En fait, ce paradoxe intellectuel, et à
travers lui le statut de l’esprit, n’est qu’une variation sur l’historicité de
l’humaine condition : il résulte lui-même de la sortie de la religion. En effet, l’opacité du présent ne se
comprend pas sans la coupure profonde qui sépare la société religieuse de la
société historique, soit deux plans discontinus de l’expérience humaine.
Gauchet distingue volontiers « l’âge des dieux » de « l’âge des
hommes » (D, 106), chronologie binaire et réductrice
même si entre ces deux pôles de nombreuses variables peuvent être considérées.
Ce cadre s’établit sur un jeu réglé d’homologies et d’oppositions strictes, un
« renversement trait pour trait » (95). Une première définition avant
tout soustractive s’esquisse : « L’essence de la religion, c’est
d’être contre l’histoire, et contre ce qui nous l’impose comme destin »

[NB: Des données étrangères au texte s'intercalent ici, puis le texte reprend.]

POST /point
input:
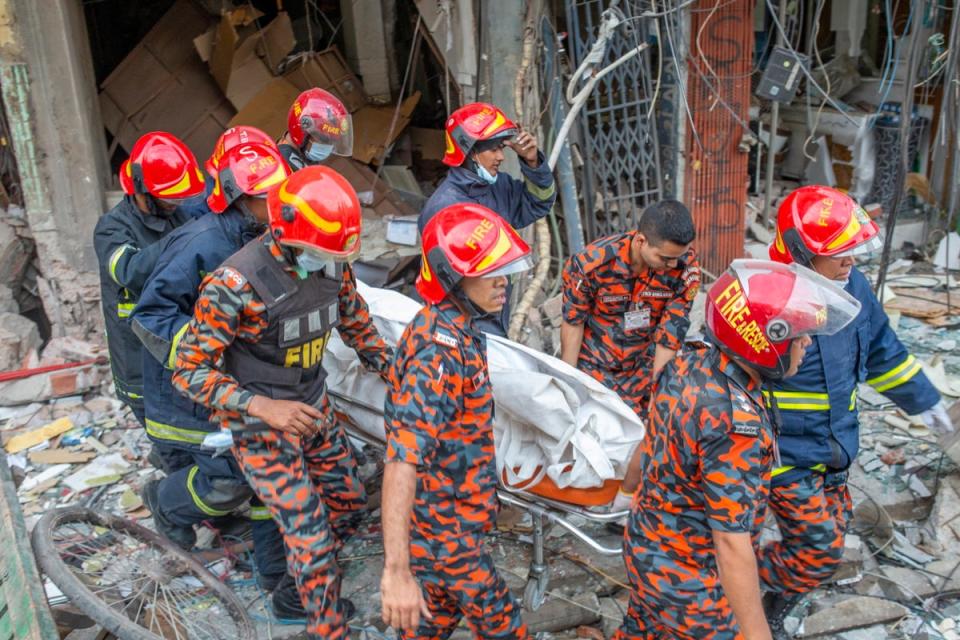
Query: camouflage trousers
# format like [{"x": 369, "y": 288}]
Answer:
[
  {"x": 314, "y": 493},
  {"x": 463, "y": 583},
  {"x": 812, "y": 513},
  {"x": 672, "y": 600}
]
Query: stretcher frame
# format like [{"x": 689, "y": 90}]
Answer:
[{"x": 542, "y": 511}]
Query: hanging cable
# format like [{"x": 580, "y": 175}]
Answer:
[
  {"x": 826, "y": 77},
  {"x": 810, "y": 79},
  {"x": 906, "y": 126},
  {"x": 681, "y": 90}
]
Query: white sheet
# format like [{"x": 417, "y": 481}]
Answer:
[{"x": 551, "y": 419}]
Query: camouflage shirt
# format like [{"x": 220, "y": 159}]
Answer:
[
  {"x": 601, "y": 292},
  {"x": 439, "y": 417},
  {"x": 708, "y": 456},
  {"x": 229, "y": 309}
]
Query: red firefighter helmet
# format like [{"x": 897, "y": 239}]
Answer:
[
  {"x": 467, "y": 241},
  {"x": 319, "y": 116},
  {"x": 317, "y": 210},
  {"x": 162, "y": 166},
  {"x": 231, "y": 138},
  {"x": 757, "y": 307},
  {"x": 249, "y": 169},
  {"x": 473, "y": 123},
  {"x": 821, "y": 221}
]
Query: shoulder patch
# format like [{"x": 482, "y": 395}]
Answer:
[
  {"x": 751, "y": 430},
  {"x": 446, "y": 340},
  {"x": 233, "y": 278}
]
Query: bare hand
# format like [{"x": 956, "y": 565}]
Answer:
[
  {"x": 526, "y": 147},
  {"x": 288, "y": 416},
  {"x": 402, "y": 600}
]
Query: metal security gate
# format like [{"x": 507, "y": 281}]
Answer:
[{"x": 619, "y": 143}]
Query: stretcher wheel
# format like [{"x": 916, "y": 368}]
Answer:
[
  {"x": 535, "y": 592},
  {"x": 133, "y": 582}
]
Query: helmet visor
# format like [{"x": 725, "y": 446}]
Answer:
[
  {"x": 871, "y": 245},
  {"x": 815, "y": 305},
  {"x": 336, "y": 133},
  {"x": 517, "y": 266},
  {"x": 320, "y": 255}
]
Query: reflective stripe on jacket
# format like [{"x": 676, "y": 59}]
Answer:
[
  {"x": 818, "y": 405},
  {"x": 166, "y": 306}
]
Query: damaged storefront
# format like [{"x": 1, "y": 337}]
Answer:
[{"x": 726, "y": 106}]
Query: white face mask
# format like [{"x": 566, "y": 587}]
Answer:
[
  {"x": 311, "y": 263},
  {"x": 485, "y": 175},
  {"x": 316, "y": 152}
]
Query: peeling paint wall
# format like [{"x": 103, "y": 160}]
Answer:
[
  {"x": 48, "y": 88},
  {"x": 715, "y": 176}
]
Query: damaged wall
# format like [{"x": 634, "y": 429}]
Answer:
[
  {"x": 716, "y": 170},
  {"x": 48, "y": 91}
]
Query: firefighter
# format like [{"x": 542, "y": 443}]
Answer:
[
  {"x": 627, "y": 299},
  {"x": 476, "y": 136},
  {"x": 253, "y": 354},
  {"x": 824, "y": 229},
  {"x": 318, "y": 126},
  {"x": 711, "y": 445},
  {"x": 440, "y": 479},
  {"x": 160, "y": 174},
  {"x": 211, "y": 486}
]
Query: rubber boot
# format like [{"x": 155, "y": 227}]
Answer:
[{"x": 183, "y": 537}]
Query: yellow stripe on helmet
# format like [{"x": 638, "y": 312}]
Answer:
[
  {"x": 293, "y": 199},
  {"x": 853, "y": 228},
  {"x": 276, "y": 177},
  {"x": 499, "y": 250},
  {"x": 498, "y": 121},
  {"x": 182, "y": 185}
]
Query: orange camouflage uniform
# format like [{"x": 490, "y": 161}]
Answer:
[
  {"x": 706, "y": 468},
  {"x": 439, "y": 417},
  {"x": 626, "y": 315},
  {"x": 310, "y": 486}
]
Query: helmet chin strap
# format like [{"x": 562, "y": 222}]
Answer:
[
  {"x": 156, "y": 210},
  {"x": 248, "y": 217},
  {"x": 465, "y": 303}
]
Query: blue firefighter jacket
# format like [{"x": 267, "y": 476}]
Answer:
[
  {"x": 519, "y": 202},
  {"x": 819, "y": 428},
  {"x": 127, "y": 243},
  {"x": 165, "y": 308}
]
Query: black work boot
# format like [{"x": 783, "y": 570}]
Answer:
[
  {"x": 183, "y": 537},
  {"x": 777, "y": 606},
  {"x": 286, "y": 600},
  {"x": 271, "y": 582},
  {"x": 232, "y": 527}
]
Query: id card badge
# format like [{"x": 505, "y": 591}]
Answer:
[{"x": 637, "y": 320}]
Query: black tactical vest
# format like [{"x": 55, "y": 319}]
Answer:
[{"x": 286, "y": 363}]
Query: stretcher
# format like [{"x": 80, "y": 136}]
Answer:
[
  {"x": 545, "y": 502},
  {"x": 563, "y": 439}
]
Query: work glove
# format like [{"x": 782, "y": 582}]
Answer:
[
  {"x": 622, "y": 501},
  {"x": 220, "y": 440},
  {"x": 937, "y": 419}
]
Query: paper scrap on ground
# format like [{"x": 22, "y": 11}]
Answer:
[
  {"x": 36, "y": 436},
  {"x": 61, "y": 456},
  {"x": 105, "y": 470},
  {"x": 32, "y": 482}
]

(35). Il ne s’agit pas de dire que la religion échappe à l’histoire et
constituerait une sorte d’invariant culturel. Elle est au contraire soumise à
des bornes temporelles : définie « par un commencement et une
fin » (DM, 10), elle se résout dans le schéma
historiciste d’une totalité. Elle appelle un nouvel âge de l’humanité. Aussi,
la société de la religion représente moins la négation de l’histoire qu’un
régime anthropologique du sens excluant l’histoire. Mais sa fonction est aussi
rétrospective en ce qu’elle met en lumière « l’énigme de notre entrée à
reculons dans l’histoire » (11). À ce titre, la religion se définit mieux
comme ce qui a été « jusqu’à une date récente, une manière d’être, un mode
de structuration des sociétés humaines » (D, 94). L’hétéronomie est sa propriété fondamentale en ce que la
loi du social vient de l’au-delà, héritée et constituée. Elle n’émane pas
encore d’une délibération indépendante ou de la forme d’un contrat entre les
hommes. Dans ce contexte, l’hétéronomie met en jeu une orientation privilégiée
du temps :
L’extériorité métaphysique du fondement
implique l’antériorité
temporelle du fondement. Nous ne sommes pour rien dans l’ordonnance du monde où
nous vivons. Elle nous est essentiellement donnée et imposée par plus haut que
nous. La supériorité de sa source se
marque dans sa précédence par rapport
à la volonté humaine. Elle domine celle-ci pour autant qu’elle se présente
comme toujours d’avant elle. (D, 94)
L’âge des dieux se traduit par une déprise
fondamentale : les sujets sont moins créateurs d’un temps qu’ils
s’approprieraient ensuite librement qu’ils n’adviennent d’abord à lui. Investis
passivement, ils ne vivent pas le temps dans l’intimité de la conscience. Le
temps du fondement est le fondement du temps : il constitue cette entité
préexistant au sentiment individuel et aux divisions sociales du temps
lui-même. Dans ce contexte, le primat de l’antériorité associe la religion et
la société de la religion à un ordre essentiellement passéiste, il rend compte
de l’attachement aux coutumes et à la tradition.